Sunni Tribal Leader Is Slain

Gunmen in Iraqi army uniforms storm the chief's Baghdad home, also killing three of his sons and a son-in-law. The motive is unclear.

November 24, 2005|Ashraf Khalil and Caesar Ahmed | Times Staff Writers

BAGHDAD — Dozens of gunmen wearing Iraqi army uniforms killed a prominent Sunni Arab tribal leader and three of his sons in their beds early Wednesday in Baghdad, witnesses and government officials said.

The predawn slayings underscore the perilous security situation as the country heads toward its third national vote in less than a year.
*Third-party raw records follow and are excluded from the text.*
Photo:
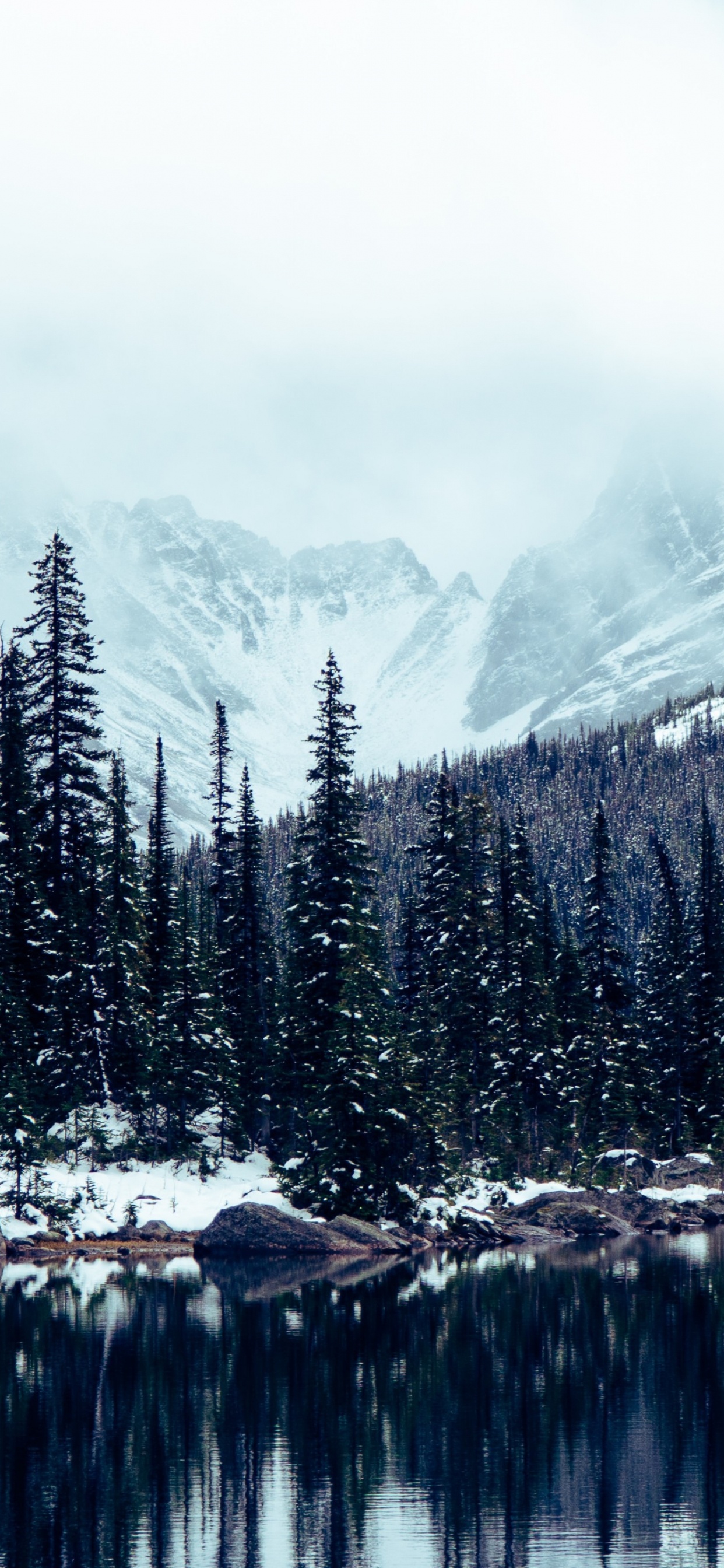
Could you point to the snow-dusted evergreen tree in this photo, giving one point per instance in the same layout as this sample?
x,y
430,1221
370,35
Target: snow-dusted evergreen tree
x,y
66,750
160,943
190,1021
248,981
63,712
663,1013
452,1018
524,1081
339,1024
22,946
572,1015
123,958
222,797
607,1070
709,982
433,1078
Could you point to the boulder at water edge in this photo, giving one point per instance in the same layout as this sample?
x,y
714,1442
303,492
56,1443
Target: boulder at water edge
x,y
256,1228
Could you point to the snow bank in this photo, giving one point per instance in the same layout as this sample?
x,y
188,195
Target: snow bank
x,y
176,1194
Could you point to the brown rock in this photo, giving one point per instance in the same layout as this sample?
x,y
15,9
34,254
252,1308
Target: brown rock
x,y
256,1228
571,1214
682,1172
364,1234
156,1231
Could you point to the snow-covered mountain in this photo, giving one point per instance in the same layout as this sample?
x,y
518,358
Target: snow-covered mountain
x,y
611,621
607,625
192,609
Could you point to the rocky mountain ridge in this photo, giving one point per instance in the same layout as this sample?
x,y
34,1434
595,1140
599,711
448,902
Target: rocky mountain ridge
x,y
606,625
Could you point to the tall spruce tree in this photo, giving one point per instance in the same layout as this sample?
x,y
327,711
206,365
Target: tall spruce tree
x,y
339,1024
222,797
66,750
160,944
190,1021
22,946
606,1070
709,984
248,981
524,1083
663,1013
123,957
63,711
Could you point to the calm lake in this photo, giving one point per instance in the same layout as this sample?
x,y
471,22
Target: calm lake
x,y
552,1409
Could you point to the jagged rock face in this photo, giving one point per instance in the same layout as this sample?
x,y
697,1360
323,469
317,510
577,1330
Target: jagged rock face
x,y
192,610
609,625
606,625
258,1228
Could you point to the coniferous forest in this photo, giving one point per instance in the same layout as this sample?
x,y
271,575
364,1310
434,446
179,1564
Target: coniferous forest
x,y
515,960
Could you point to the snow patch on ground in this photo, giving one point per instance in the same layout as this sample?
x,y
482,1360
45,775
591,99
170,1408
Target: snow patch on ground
x,y
479,1198
691,1194
170,1192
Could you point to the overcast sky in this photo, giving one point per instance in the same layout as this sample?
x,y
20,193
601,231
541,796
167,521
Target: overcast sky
x,y
359,268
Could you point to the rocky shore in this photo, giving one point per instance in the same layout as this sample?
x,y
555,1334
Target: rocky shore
x,y
684,1198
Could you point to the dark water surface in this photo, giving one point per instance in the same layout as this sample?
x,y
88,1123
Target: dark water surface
x,y
546,1409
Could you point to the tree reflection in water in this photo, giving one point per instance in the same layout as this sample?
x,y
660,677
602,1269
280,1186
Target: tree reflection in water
x,y
557,1409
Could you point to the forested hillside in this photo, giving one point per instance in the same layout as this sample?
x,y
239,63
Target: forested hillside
x,y
516,958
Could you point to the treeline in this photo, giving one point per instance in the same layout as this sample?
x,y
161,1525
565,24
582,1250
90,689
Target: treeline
x,y
518,958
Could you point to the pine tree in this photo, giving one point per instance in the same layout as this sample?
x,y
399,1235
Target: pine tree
x,y
248,970
339,1012
607,1073
709,982
190,1021
222,838
66,750
572,1012
524,1079
663,1007
435,1079
160,943
63,711
22,946
123,958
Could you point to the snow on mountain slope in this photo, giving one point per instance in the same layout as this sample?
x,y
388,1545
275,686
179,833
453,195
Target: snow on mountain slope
x,y
613,621
194,609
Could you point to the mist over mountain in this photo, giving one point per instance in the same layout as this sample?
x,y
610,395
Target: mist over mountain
x,y
192,610
606,625
613,620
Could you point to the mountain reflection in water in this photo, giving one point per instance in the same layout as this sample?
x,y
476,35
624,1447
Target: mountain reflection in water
x,y
549,1410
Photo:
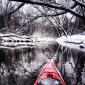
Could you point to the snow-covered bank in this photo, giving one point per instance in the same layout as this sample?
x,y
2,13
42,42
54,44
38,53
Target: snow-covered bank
x,y
76,41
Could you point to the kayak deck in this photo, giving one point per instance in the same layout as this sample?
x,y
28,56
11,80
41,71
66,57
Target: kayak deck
x,y
49,73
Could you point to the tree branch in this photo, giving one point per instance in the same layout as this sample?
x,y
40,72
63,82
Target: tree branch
x,y
17,8
79,3
52,6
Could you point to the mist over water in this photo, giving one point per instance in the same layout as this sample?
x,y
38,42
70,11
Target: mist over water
x,y
21,66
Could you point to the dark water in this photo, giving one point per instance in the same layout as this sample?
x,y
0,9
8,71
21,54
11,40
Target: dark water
x,y
21,66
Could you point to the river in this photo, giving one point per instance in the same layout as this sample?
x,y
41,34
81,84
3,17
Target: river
x,y
21,66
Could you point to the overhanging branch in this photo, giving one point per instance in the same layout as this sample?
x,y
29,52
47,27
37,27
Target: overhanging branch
x,y
52,6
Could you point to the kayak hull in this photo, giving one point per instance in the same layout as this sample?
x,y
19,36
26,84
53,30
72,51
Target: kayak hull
x,y
50,70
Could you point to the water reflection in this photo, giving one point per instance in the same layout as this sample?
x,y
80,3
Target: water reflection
x,y
21,66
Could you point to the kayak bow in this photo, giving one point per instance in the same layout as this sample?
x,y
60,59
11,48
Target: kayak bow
x,y
50,75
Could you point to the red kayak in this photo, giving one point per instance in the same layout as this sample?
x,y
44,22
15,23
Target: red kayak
x,y
49,75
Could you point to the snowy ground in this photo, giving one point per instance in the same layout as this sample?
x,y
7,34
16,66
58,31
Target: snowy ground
x,y
74,42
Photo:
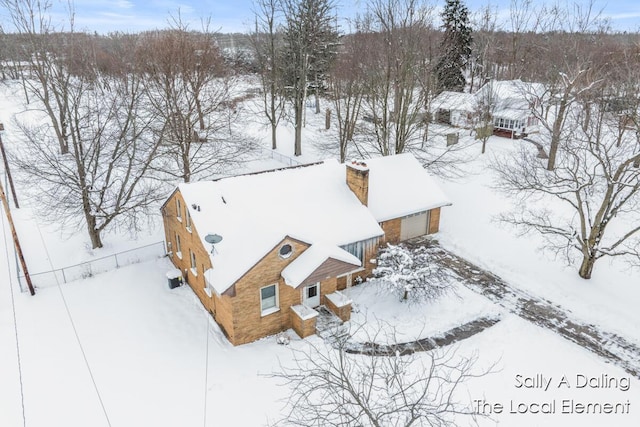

Unsolved killings and the discovery of bound, mutilated bodies have become commonplace as speculation grows that at least some of the killers are operating from inside the Iraqi security forces.

Witnesses and relatives say Sheik Kadhim Sarhid Hemaiyem was asleep just before 4 a.m. when his home in the middle-class Hurriya neighborhood was surrounded by gunmen in as many as 10 SUVs and pickup trucks.

"They surrounded the house from all directions, keeping a few cars on the main road for protection," said Abdel Sattar Jabbar, a relative.

Thirty to 35 gunmen stormed the house, Jabbar said, and killed Hemaiyem, 70; his three sons Amir, 35, Waseem, 21 and Allawi, 19; and his son-in-law, identified only as Ali.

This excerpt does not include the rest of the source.